[lbo-talk] Andropov

" Chris Doss " nomorebounces at mail.ru
Mon Mar 29 00:40:27 PST 2004


Thanks for the links. See below.

Actually, I remember many articles in the US press, including a piece in TNR, by a Russian couple (Vladimir Solovyov, Elena Klepikova ?) surmissing that Andropov was a reformist.Lover of Western Jazz.

--- Well, Andropov was certainly a reformer. His anti-corruption campaign was very popular. I asked his grandniece if the jazz-loving rumors were true, and she said no. She never knew him personally though. She's only 28.

---

...pay no attention to the fact that [Andropov] and those like him are the products of a history quite alien to our own and are the exemplars of a polit- ical psychology hardly seen in the West outside small sects of millenarian psychopaths...

--- Like Bush? :) I thought the following was pretty funny: --- Soon there were reports that Andropov was a man of extraordinary accomplishment, with some interests and proclivities that are unusual in a former head of the K.G.B.
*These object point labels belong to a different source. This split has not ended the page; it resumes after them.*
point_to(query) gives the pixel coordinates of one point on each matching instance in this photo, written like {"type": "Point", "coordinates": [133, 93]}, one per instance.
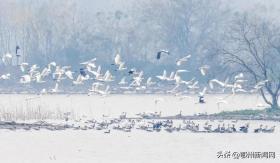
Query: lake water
{"type": "Point", "coordinates": [29, 106]}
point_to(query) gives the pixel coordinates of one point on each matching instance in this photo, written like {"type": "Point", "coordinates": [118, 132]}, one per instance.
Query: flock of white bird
{"type": "Point", "coordinates": [101, 81]}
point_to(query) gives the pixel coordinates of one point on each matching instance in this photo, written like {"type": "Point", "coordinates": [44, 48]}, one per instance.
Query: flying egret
{"type": "Point", "coordinates": [204, 69]}
{"type": "Point", "coordinates": [161, 52]}
{"type": "Point", "coordinates": [5, 76]}
{"type": "Point", "coordinates": [163, 76]}
{"type": "Point", "coordinates": [182, 60]}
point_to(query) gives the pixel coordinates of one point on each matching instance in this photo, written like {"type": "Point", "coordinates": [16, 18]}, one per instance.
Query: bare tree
{"type": "Point", "coordinates": [253, 44]}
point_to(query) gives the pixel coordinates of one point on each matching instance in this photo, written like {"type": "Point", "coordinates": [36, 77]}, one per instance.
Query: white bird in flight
{"type": "Point", "coordinates": [180, 61]}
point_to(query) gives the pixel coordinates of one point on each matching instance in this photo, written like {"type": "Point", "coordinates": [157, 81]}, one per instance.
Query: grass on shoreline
{"type": "Point", "coordinates": [250, 112]}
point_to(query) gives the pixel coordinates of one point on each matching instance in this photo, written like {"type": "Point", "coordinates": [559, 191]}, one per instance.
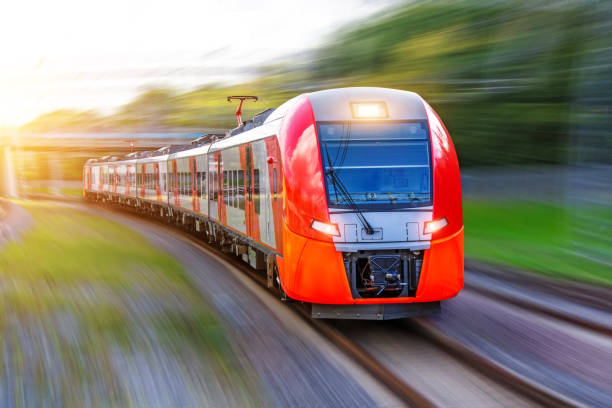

--- How on Earth would the writers know what is unusual and what is unusual in a former head of the KGB? ---

According to an article in The Washington Post, Andropov "is fond of cynical political jokes with an antiregime twist.... collects abstract art, likes jazz and Gypsy music," and "has a record of stepping out of his high party official's cocoon to contact dissidents." Also, he swims, "plays tennis," and wears clothes that are "sharply tailored in a West European style."

--- Lots of people in the USSR liked Gypsy music. Gypsy entertainers were quite popular. I will say that Andropov stands out among post-Stalin Soviet leaders in actually having been good-looking. :)

Since the KGB was probably the most liberal wing of the Soviet government, having as it did full access to information, I don't see why any of this would be surprising.

I find the whole "dissident" angle amusing. The dissident movement was close to microscopic, and not every "dissident" was a "liberal." Limonov certainly wasn't. There was one, yes, one "prisoner of conscience" in the entire history of post-Stalin Soviet Belarus.